Obwohl die Brustrekonstruktion Teil der gesetzlichen Regelversorgung ist, wird sie in der klinischen Praxis nicht immer konsequent oder frühzeitig thematisiert. "Brustrekonstruktion ist kein Luxus und keine freiwillige Zusatzleistung, sondern ein integraler Bestandteil einer ganzheitlichen Behandlung", betont Univ.-Doz. Dr. Rafic Kuzbari, Präsident der Österreichischen Gesellschaft für Plastische, Rekonstruktive und Ästhetische Chirurgie (ÖGPRÄC).
Innovative plastisch-rekonstruktive Verfahren ermöglichen heute sichere, individuell angepasste Lösungen ohne negative Auswirkungen auf die onkologische Sicherheit oder die Nachsorge.
Rekonstruktive Maßnahmen basieren bislang meist auf Implantaten oder auf der Verpflanzung von Gewebe aus anderen Körperregionen. Chan-Yeong Heo von der Universität Seoul und sein Forschungsteam haben eine neue Methode zur Brustrekonstruktion, insbesondere nach Operationen wegen Brustkrebs, entwickelt und ihre Ergebnisse im Fachjournal ACS Applied Bio Materials der American Chemical Society veröffentlicht.
Als mögliche Alternative haben die Wissenschafter nun eine injizierbare Paste aus menschlichem Hautgewebe entwickelt. Diese könnte helfen, das Brustvolumen nach einer Tumorentfernung wiederherzustellen – mit dem Vorteil geringerer Narbenbildung und kürzerer Heilungszeiten im Vergleich zu bisherigen Verfahren.
Seit einigen Jahren kommt in der plastischen Chirurgie bereits die sogenannte azelluläre dermale Matrix (ADM) zum Einsatz. Dabei handelt es sich um Hautgewebe, das chemisch von immunologisch aktiven Zellen befreit wurde. Dieses Stützgewebe dient als Gerüst, in das körpereigene Zellen einwandern und Gewebedefekte auffüllen können. ADM enthält wichtige Bestandteile für die Wundheilung, darunter Kollagen, Elastin und Wachstumsfaktoren. Bisher wird es vor allem in Form von Folien eingesetzt, etwa bei Sehnenreparaturen oder in der plastischen Chirurgie.

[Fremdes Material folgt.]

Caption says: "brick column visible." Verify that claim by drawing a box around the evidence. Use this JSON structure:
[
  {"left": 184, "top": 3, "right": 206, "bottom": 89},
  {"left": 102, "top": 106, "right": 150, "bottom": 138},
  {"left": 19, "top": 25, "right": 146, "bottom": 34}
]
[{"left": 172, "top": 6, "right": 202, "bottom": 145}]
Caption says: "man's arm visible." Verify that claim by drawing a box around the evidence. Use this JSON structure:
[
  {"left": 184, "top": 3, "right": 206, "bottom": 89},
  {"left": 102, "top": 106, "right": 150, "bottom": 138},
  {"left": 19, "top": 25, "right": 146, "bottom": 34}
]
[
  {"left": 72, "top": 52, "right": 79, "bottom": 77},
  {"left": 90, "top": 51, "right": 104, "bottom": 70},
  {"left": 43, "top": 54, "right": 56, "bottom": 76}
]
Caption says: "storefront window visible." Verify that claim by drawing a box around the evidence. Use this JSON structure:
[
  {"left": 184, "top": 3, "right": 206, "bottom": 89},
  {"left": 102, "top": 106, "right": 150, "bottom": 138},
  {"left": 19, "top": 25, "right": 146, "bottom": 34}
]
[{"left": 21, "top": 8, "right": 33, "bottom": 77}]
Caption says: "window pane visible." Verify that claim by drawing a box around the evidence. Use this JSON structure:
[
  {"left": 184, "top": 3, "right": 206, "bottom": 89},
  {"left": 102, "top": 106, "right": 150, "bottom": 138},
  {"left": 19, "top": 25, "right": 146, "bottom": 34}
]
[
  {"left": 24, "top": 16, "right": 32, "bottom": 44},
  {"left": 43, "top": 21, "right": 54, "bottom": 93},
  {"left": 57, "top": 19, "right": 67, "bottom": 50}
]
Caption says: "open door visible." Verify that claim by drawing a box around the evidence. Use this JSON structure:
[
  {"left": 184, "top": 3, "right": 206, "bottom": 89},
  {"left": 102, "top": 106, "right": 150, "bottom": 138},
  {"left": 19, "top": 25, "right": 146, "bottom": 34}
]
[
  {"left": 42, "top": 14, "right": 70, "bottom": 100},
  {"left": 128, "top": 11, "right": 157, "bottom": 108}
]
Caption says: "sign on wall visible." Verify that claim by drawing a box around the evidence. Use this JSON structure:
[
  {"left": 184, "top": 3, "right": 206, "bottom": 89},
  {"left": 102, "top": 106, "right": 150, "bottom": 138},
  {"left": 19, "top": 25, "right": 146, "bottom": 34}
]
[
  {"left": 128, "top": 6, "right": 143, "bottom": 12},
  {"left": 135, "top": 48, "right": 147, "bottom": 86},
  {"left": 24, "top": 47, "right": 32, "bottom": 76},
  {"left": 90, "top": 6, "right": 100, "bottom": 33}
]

Für ihre neue Methode entnahmen die Forscher einer weiblichen Spenderin eine Hautprobe, die anschließend dezellularisiert, eingefroren und pulverisiert wurde. Die so gewonnenen ADM-Partikel wurden mit Wasser zu einer dickflüssigen Paste vermischt. Diese injizierten die Wissenschaftler Ratten, um die Biokompatibilität zu testen und sie mit zwei bereits erhältlichen ADM-Produkten zu vergleichen. Auch nach sechs Monaten zeigten die Tiere keine gesundheitlichen Auffälligkeiten.

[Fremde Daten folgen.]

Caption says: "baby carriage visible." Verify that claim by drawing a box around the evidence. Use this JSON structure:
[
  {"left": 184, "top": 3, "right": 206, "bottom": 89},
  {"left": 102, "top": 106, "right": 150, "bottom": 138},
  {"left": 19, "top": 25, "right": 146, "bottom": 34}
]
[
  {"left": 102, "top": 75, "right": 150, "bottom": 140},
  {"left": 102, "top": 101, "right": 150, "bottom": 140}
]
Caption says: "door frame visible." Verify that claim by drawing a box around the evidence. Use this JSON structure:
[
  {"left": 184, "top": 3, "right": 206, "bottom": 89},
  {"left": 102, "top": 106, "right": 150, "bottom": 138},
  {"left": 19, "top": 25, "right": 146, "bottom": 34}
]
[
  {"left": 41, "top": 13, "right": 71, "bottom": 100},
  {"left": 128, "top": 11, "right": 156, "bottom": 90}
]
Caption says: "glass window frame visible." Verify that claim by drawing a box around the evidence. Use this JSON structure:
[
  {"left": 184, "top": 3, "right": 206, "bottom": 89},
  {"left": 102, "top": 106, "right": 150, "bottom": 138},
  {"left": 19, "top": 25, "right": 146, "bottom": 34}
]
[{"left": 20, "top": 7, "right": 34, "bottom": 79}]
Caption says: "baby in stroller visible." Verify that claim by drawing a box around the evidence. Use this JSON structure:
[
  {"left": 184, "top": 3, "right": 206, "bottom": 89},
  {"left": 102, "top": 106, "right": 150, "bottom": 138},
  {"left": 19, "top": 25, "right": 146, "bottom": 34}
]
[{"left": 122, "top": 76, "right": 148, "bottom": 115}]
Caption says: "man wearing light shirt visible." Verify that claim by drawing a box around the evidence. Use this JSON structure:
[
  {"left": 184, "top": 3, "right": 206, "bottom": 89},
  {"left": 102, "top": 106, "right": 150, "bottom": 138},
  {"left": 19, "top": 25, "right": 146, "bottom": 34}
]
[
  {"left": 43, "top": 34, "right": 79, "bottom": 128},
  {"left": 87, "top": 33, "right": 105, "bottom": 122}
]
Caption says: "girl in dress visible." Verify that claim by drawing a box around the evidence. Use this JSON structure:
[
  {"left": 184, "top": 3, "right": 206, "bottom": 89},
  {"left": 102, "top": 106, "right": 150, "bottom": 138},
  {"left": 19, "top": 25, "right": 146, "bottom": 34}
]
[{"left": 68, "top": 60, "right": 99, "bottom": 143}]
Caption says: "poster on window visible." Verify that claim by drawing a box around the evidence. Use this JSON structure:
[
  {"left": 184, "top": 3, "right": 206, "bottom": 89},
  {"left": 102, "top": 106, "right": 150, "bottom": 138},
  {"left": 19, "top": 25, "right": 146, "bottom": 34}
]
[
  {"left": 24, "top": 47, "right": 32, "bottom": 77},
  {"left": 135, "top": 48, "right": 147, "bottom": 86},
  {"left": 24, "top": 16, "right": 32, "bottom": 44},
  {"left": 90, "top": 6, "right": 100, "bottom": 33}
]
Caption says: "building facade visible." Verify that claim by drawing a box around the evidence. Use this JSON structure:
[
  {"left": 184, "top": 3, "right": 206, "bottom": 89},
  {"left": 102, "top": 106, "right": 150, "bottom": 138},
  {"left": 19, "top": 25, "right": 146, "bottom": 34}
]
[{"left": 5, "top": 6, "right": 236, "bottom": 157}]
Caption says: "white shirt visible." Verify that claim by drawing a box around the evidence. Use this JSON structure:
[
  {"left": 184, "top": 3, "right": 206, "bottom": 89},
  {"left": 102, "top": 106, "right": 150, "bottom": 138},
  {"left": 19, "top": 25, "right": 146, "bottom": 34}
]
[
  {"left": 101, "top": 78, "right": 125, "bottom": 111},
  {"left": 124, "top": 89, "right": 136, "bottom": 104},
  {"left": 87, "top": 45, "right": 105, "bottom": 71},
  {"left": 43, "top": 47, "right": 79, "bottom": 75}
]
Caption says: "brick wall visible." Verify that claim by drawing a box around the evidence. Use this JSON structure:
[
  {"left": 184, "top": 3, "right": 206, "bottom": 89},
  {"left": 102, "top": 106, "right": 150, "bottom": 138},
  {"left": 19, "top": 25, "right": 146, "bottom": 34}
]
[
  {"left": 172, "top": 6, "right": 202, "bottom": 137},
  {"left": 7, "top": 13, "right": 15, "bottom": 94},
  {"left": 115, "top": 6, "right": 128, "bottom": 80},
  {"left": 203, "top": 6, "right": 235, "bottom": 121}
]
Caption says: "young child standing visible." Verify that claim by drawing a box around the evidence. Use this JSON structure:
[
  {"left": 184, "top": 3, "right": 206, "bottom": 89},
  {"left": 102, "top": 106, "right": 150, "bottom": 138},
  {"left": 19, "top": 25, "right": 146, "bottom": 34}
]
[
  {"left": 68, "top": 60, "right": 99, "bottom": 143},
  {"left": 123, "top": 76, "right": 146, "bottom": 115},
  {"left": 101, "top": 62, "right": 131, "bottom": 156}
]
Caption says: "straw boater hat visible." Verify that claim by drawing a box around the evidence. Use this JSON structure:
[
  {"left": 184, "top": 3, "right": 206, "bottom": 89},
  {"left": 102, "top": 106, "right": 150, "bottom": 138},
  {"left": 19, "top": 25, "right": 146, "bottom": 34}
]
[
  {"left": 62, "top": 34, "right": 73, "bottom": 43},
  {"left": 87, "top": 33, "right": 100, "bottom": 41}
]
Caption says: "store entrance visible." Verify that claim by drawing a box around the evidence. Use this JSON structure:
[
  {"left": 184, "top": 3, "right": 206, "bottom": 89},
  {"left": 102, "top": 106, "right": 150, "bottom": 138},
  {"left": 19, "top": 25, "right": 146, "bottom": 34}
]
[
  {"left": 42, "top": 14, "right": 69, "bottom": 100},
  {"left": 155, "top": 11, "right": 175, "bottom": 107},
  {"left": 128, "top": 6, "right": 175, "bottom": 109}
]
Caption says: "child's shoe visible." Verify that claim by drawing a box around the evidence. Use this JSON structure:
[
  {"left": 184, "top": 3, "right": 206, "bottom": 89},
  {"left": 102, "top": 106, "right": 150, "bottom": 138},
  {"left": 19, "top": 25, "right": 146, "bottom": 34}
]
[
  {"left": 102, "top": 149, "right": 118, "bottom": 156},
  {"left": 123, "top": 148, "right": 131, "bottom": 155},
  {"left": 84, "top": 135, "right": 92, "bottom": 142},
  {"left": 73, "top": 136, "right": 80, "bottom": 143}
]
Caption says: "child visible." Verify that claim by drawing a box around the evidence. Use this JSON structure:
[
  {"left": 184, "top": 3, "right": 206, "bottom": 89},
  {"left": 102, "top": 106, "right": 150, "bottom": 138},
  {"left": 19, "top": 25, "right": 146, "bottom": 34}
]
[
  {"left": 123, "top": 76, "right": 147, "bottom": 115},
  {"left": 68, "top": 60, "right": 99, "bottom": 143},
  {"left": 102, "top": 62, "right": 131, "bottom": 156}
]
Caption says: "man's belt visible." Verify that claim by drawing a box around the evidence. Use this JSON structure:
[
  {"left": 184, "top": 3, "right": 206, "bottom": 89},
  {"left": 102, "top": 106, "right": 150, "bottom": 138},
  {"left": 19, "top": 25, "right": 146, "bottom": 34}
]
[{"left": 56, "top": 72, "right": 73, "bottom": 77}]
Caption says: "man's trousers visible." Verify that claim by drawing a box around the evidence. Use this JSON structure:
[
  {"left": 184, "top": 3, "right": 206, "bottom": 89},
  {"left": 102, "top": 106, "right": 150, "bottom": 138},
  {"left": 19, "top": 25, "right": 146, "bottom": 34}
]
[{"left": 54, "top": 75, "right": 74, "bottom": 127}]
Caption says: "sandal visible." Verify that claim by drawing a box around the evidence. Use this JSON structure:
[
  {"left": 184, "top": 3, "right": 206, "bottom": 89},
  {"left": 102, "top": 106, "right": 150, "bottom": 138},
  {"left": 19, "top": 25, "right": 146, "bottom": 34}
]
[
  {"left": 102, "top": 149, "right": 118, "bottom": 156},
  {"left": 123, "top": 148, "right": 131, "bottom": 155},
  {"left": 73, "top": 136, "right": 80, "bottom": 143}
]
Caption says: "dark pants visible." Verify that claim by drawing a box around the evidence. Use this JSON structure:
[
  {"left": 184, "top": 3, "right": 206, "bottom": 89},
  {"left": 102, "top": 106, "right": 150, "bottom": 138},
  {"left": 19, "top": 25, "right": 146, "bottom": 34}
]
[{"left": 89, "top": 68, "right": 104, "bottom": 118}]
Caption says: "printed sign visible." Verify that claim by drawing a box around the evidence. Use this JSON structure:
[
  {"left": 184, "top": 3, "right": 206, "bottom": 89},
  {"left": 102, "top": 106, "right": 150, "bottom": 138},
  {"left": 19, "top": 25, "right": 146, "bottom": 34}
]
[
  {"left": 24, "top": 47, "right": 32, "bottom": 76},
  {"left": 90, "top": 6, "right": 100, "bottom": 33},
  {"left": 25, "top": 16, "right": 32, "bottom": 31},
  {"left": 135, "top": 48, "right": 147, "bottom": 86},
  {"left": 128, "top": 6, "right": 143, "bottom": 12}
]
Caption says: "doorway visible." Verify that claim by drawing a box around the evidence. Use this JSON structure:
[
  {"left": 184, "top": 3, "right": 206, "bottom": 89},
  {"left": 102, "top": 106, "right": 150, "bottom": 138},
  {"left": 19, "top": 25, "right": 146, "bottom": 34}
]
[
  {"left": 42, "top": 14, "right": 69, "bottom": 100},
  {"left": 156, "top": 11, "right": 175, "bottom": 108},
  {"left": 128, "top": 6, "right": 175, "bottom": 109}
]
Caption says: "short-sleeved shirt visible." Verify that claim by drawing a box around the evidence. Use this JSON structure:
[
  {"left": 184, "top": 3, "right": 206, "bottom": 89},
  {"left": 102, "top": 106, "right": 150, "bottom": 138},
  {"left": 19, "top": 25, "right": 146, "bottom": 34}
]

Besonders auffällig war, dass sich um die neue ADM-Paste deutlich dünnere Gewebeschichten bildeten als bei herkömmlichen Produkten. Das gilt als Vorteil, da dicke Gewebekapseln bei Implantaten das Risiko für Komplikationen wie Infektionen oder Blutergüsse erhöhen können. Entzündungsreaktionen blieben gering, und eine Abstoßung des Materials trat nicht auf, da immunologisch aktive Zellen zuvor entfernt worden waren.
Während sich bei klassischen Implantaten meist eine Narbenkapsel bildet, konnte dieser Effekt bei der Paste nicht beobachtet werden. Stattdessen entstand an der Injektionsstelle gut durchblutetes Bindegewebe. Das Forschungsteam plant nun umfangreichere Sicherheitsstudien, um langfristig auch klinische Studien mit Patientinnen vorzubereiten.